To: Wyätt Gwyön who wrote (12783)8/20/2003 11:30:36 PM
From: GraceZRead Replies (1) | Respond to of 306849
 
I didn't get my facts from Rush. I got them from the tables of income tax breakdown that the IRS publishes a few years after the tax season closes for that particular year. 96% of all income tax collected is paid by the top half of all filers, which in 1999 happened to be anyone making above 26,400 or so and in 2000 is just slightly higher. Don't take my word for it, check the tables yourself.

taxfoundation.org

Social Security and Medicare is a transfer tax, it's not an income tax but if you insist on including it we can talk about average tax because that is far more indicative of the tax burden a particular class of filer pays.

The average Federal tax payment by someone who makes an ordinary income (25-60k) is anywhere from around 15% to 20% depending on how many itemized deductions they have. This figure includes SS. This is fairly consistent with someone in the 35% marginal bracket which starts at 311k, I usually figure a 20% average rate unless someone is getting income from something that isn't subject to Federal tax like munis.

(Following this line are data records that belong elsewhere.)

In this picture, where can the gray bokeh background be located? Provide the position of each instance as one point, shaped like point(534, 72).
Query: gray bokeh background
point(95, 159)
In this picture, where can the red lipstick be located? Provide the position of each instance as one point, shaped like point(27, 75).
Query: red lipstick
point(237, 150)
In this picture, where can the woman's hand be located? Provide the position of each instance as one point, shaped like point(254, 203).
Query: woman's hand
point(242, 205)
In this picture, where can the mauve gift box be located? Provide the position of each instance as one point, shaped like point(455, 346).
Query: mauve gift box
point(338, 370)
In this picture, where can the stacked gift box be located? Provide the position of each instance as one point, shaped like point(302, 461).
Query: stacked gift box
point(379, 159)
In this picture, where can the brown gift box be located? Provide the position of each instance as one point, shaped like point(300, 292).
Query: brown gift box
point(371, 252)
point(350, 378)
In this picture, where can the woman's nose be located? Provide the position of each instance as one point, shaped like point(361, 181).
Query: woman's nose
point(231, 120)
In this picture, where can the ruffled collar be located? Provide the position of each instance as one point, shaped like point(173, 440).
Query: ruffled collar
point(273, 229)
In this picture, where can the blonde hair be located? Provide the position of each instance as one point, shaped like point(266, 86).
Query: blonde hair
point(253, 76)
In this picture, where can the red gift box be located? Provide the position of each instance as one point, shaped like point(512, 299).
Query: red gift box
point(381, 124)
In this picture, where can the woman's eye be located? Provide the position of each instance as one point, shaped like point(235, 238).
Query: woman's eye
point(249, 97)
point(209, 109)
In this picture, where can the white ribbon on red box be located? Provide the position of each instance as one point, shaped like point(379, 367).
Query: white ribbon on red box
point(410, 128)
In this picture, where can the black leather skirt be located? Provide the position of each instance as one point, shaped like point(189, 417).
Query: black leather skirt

Someone with a poverty level income falls to the baseline 15% SS with some getting "earned income credits" even if they don't have children. A person making 12k, with only themselves as an exemption pays about $320 in Fed income tax and about $738 in SS/medicare with the employer paying the same amount. They have an average rate around 14%. It takes an awful lot of those to make up the tax payment of even one top 20% filer and this is why the total paid in is so skewed to the top half of filers.